There are a number of mistakes I have made teaching throughout the years, but I think perhaps the biggest was not providing enough studio demonstrations when I first started teaching art. Back then I had a fear that my demonstrations would not turn out well and I would lose credibility with the class if they observed my struggles. After a while, I understood that I was not giving my students the best teaching experience that I could. I would often try and verbally explain a technique or process and ended up wasting a bunch of time when I could have just simply demonstrated what I wanted my students to learn.
For a student, there is incredible value in observing someone performing a difficult task. Even if the demo does not turn out well, it is always a good learning experience. In fact, some of the best demonstrations I have given or observed involved a degree of struggle or working out that unveiled a deeper level to the process that most likely would not have been discussed otherwise.

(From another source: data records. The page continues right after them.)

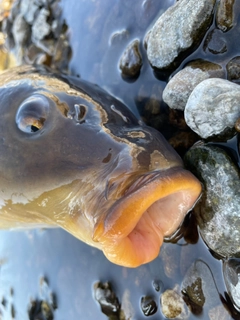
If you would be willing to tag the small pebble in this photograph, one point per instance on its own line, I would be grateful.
(131, 60)
(148, 306)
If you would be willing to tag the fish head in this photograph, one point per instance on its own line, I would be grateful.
(73, 156)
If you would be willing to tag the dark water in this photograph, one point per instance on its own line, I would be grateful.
(50, 265)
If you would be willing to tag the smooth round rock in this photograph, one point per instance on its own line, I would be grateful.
(213, 107)
(178, 29)
(218, 211)
(231, 272)
(181, 85)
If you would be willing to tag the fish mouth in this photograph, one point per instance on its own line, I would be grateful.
(132, 232)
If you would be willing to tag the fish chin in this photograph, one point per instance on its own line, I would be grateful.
(133, 231)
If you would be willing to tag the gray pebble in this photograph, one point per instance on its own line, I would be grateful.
(131, 60)
(233, 69)
(225, 15)
(41, 28)
(199, 288)
(179, 88)
(213, 107)
(231, 272)
(218, 212)
(178, 29)
(173, 306)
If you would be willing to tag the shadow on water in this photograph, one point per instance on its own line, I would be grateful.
(48, 274)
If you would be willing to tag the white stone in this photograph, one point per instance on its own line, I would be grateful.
(213, 106)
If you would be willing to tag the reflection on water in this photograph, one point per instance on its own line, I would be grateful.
(48, 273)
(37, 264)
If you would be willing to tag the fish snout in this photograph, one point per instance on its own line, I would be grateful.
(133, 231)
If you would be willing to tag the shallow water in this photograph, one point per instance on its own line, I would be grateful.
(38, 265)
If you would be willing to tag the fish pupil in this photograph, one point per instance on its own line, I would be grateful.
(34, 128)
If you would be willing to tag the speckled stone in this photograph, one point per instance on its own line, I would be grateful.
(225, 15)
(213, 107)
(178, 29)
(181, 85)
(218, 211)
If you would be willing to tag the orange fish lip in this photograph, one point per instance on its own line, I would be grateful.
(153, 207)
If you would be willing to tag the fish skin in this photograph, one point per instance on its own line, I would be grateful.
(88, 153)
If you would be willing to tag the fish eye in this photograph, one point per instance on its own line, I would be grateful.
(32, 114)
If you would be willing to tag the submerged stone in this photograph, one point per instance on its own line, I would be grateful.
(233, 69)
(231, 272)
(225, 15)
(198, 287)
(213, 107)
(181, 85)
(173, 306)
(218, 211)
(131, 60)
(179, 28)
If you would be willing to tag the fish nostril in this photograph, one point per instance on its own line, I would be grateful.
(80, 112)
(32, 113)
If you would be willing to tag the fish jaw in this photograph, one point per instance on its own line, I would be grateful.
(133, 232)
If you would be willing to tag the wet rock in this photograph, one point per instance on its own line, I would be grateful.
(44, 307)
(107, 299)
(29, 10)
(215, 43)
(20, 30)
(131, 60)
(41, 28)
(148, 306)
(237, 125)
(219, 312)
(233, 69)
(231, 272)
(218, 212)
(169, 256)
(198, 287)
(213, 107)
(127, 310)
(36, 33)
(179, 28)
(173, 306)
(225, 15)
(157, 285)
(181, 85)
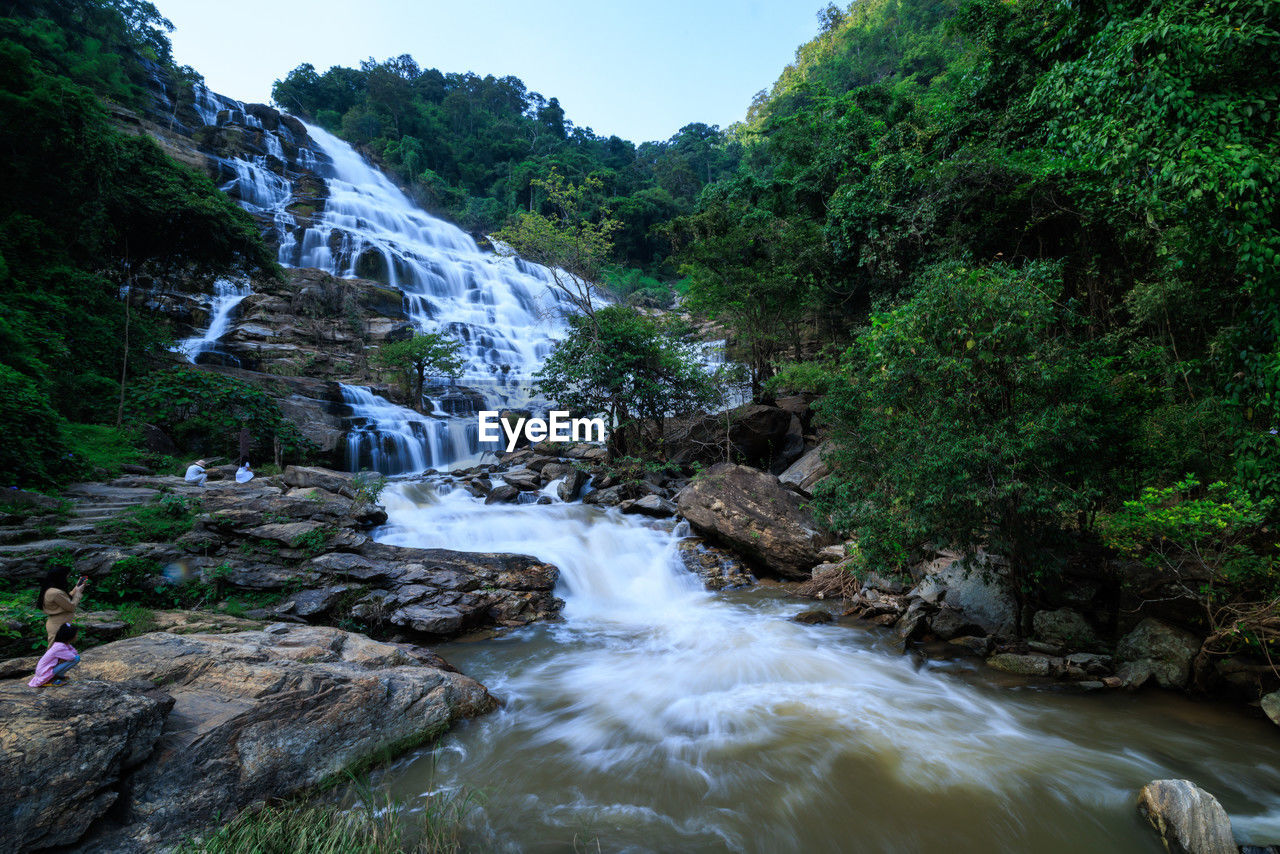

The difference between a more successful demonstration and a less successful one can often be the result of both planning and outside forces. Some of the least successful demonstrations I have had were a result of being underprepared. I also typically have found more frequent shorter demos to be more effective with younger students rather than having them watch me draw or paint for an extended period of time. Keeping it simple also seems to work better than trying to cover more than one thing at once. If the process involves multiple steps, it is better to give multiple demonstrations rather than cramming it all into one day.
It is also important to keep the students engaged during the demonstration. Asking students questions while working or even giving the demo in the middle of the classroom often works better than being up at the front and having my back to the students. Lastly, having fun while working with the students, regardless of the results, is something that must not be forgotten. The best experiences I can remember as a student involved teachers who were willing to share their knowledge in a fun and approachable way.